Jaishankar has said in the past that China had offered no credible explanation for the massing of troops on the LAC and the standoff that began in May last year. India has blamed China’s unilateral efforts to change the status quo on the disputed border for the face-off, which resulted in the first fatalities on the LAC since 1975.
Twenty Indian soldiers and at least four Chinese troops were killed in a brutal clash in Galwan Valley in June last year. Though the two sides pulled back frontline troops at Pangong Lake and Gogra after several rounds of talks, there has been no headway in disengagement at other friction points since August. India has also linked the normalisation of overall ties with China to the resolution of the standoff.
In response to another question at the discussion, which was also joined by former US secretary of state Hillary Clinton and former UK prime minister Tony Blair, Jaishankar said India’s interests are better served “with a much closer relationship with the US, with a much stronger relationship with Europe and the UK, with a…re-energising of our relationship with Asean, especially Singapore”.
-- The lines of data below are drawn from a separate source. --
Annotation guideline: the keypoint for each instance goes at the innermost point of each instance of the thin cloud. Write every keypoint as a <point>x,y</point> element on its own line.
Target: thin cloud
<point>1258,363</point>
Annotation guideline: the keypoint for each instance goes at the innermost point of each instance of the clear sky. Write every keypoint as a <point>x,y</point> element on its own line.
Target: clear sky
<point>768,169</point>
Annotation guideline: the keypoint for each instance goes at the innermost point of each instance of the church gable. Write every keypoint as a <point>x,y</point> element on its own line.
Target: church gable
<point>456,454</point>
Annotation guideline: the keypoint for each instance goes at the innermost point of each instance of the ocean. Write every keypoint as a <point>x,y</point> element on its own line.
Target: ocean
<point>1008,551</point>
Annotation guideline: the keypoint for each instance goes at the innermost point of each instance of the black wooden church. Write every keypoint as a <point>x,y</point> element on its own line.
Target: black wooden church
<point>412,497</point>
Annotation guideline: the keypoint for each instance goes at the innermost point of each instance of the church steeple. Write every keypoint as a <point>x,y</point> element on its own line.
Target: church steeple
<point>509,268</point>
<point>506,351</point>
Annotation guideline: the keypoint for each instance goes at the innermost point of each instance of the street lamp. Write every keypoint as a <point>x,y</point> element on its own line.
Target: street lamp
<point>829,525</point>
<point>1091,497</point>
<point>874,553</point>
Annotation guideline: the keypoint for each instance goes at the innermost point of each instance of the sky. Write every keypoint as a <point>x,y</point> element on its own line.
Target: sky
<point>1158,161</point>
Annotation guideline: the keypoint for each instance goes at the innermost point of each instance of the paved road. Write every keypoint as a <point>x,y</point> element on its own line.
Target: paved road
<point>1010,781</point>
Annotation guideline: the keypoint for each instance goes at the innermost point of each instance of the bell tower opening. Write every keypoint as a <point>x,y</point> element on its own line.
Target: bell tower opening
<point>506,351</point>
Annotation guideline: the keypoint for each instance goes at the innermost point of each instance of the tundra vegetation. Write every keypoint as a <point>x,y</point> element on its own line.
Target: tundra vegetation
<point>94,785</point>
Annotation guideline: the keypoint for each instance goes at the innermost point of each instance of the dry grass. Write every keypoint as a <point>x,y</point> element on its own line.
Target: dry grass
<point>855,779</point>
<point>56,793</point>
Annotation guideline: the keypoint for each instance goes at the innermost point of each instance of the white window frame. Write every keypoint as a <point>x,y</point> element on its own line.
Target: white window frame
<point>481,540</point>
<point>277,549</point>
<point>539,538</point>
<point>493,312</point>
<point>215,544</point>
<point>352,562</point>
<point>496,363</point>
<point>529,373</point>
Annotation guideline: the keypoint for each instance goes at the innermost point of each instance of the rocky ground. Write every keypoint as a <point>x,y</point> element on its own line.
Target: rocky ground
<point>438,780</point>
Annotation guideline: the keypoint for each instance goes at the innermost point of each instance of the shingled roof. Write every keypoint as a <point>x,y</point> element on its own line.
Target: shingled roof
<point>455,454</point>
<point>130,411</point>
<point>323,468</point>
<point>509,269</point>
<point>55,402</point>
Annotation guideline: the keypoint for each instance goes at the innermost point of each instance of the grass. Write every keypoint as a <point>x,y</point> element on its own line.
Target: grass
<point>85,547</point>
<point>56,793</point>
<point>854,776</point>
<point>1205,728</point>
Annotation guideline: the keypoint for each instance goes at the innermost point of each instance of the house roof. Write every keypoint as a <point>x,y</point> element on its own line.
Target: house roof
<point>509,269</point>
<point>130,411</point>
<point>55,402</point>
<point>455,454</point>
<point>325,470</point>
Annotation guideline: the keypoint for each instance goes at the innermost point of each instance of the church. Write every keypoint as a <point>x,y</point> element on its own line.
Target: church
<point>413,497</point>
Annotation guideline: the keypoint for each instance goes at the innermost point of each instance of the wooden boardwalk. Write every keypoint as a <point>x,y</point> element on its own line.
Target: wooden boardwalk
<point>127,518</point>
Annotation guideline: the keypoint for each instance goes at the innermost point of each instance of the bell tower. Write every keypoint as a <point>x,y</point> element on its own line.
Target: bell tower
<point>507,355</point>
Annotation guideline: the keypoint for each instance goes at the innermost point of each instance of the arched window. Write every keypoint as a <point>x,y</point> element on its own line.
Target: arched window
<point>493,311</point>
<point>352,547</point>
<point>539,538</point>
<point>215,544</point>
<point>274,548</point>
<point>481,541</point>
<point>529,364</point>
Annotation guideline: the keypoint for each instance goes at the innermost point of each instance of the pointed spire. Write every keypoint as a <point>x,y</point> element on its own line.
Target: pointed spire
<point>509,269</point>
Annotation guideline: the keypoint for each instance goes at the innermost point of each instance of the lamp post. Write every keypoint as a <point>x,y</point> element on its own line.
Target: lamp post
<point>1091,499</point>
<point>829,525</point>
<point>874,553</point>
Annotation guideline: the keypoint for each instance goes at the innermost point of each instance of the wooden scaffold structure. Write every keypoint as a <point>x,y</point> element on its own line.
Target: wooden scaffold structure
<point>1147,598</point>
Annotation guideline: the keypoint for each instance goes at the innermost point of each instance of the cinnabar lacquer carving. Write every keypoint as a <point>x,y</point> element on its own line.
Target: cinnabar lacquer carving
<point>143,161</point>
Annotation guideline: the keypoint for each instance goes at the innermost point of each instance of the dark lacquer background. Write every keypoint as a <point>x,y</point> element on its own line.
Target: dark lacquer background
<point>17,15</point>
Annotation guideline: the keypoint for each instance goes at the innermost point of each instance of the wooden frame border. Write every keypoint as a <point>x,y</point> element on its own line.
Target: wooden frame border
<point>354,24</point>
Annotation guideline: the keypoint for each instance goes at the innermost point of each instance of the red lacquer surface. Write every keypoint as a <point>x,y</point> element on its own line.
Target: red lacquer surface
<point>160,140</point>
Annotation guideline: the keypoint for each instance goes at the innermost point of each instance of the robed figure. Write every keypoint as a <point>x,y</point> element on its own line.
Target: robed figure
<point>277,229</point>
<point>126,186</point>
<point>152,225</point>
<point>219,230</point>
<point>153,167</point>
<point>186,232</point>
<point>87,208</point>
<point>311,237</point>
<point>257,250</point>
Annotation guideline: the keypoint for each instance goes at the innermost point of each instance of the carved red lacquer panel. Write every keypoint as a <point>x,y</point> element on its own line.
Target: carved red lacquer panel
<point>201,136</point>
“I think there’s no question the US has been strategically contracting for some time. Don’t confuse it with the decline of the US, I think that’s ridiculous. But relatively and absolutely, American power or American influence is not what it used to be,” he said.
The US is now a “much more flexible partner, much more open to ideas, suggestions, and working arrangements than in the past”, and this reflects a changed world, he pointed out.
At the same time, China has been expanding, though the nature of its growing influence is very different from that of the US. “We don’t have a situation where China necessarily replaces the US,” he said.
The world is more multipolar now and a lot of countries, including India, have “come much more into play” as part of a rebalancing of power, Jaishankar said. The overall landscape has become “more volatile”, and the Quadrilateral Security Dialogue or Quad is a good example of countries coming together on a set of concerns or issues, he added.
Jaishankar acknowledged that some of the positioning by India is “about China”, and the steps being taken by the country are “partly a hedging strategy” and “partly autonomous partnerships” that are issue-based. The Covid-19 pandemic had accelerated this trend because it had raised questions about the old style of globalisation and highlighted the need for more reliable and resilient supply chains, he said.
In this context, he pointed to the Quad initiative to produce and distribute US-developed Covid-19 vaccine made in India with Japan’s financial assistance and Australia’s logistics support. This initiative reflects decentralised globalisation, more resilient supply chains, more trust and transparency, and more flexible combinations producing solutions for a particular challenge, he added.